Thousands of wellwishers gathered to catch a glimpse of the family both before and after the service on Sunday afternoon.
Many had queued for several hours in a mixture of sunshine and showers, while some had been there since Saturday in order to get the best possible spot.
Amid loud cheers, Prince George walked to the church alongside his father, while his mother pushed the pram carrying the young princess.
Among the crowds, Rebecca McKenzie, from Derbyshire, said after the service: “They just look perfect, all four of them.”
Earlier, the Queen, the Duke of Edinburgh, the Prince of Wales and the Duchess of Cornwall, had been among the royal guests arriving by car. The Queen and the Duke also left by car, while the other guests walked back to the house.
The service was conducted by the Archbishop of Canterbury, the Very Revd Justin Welby, supported by the rector of the Sandringham group of parishes, the Rev Canon Jonathan Riviere.
The archbishop said: “It seems that different forms of ambition are hard-wired into almost all of us.
“At a baptism our ambitions are rightly turned into hopes and prayers for the child, today for Princess Charlotte. Everyone wants something for their children. At our best we seek beauty, not necessarily of form, but of life.
“Beauty is the implied prayer of the baptism service, beauty of life which brings true and eternal greatness.
“In such times as ours, those who suffer - such as the wounded or bereaved in Tunisia and other places - need lives of beauty around them; lives that share healing and hope, offering to all around them, both in times of light and darkness, a vision of a Christ-filled future.”
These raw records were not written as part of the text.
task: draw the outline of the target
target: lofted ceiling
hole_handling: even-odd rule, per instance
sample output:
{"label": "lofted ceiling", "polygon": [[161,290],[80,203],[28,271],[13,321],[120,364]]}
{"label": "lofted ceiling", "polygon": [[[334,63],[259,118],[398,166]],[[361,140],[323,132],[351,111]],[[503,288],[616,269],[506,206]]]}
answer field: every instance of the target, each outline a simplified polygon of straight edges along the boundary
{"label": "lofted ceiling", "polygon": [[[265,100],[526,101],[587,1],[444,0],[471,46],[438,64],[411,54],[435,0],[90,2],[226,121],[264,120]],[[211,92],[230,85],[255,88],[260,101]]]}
The service was the first royal christening to take place at Sandringham for almost 25 years, since that of Princess Eugenie, the second daughter of the Duke and Duchess of York, in December 1990.
And flowers given by wellwishers will be donated to the East Anglian Children’s Hospices, of which the Duchess of Cambridge is a patron.
Spokesman Laura Beveridge said the blooms would be shared around the charity’s three hospice sites, adding: “We’re thrilled to have been invited and to enjoy the occasion.”
Ahead of the service, wellwishers from home and abroad had waited to secure a position outside the church.
Laurie Spencer, who is currently on holiday from her home in Florida, chose to come to Sandringham instead of the British Grand Prix.
She offered her ticket to a diner in a restaurant who overheard her trying to persuade her husband James to go to the christening instead of the race.
She said: “I gave away my ticket because I didn’t want to miss the christening. I’m so excited to be here.”
From closer to home, Linda Kitto, of Harpley, said she had been excited by the event from the moment it was announced.
She said: “The Royals are special people and Kate and William are lovely.”
Margaret Banks, of South Wootton, said having the christening at Sandringham was “wonderful, absolutely superb.”
A regular visitor to the estate, she added: “It’s so nice to be able to come to Her Majesty’s estate and enjoy it.”
But, the celebrations were a welcome surprise to Sam Harrington, who was visiting the estate with her grandchildren Bradley and Kayleigh Walters, aged 13 and 12.
She said: “We didn’t even know the christening was taking place here. We came here a couple of weeks ago with one grandchild and we decided to bring the others today. We can’t believe it.”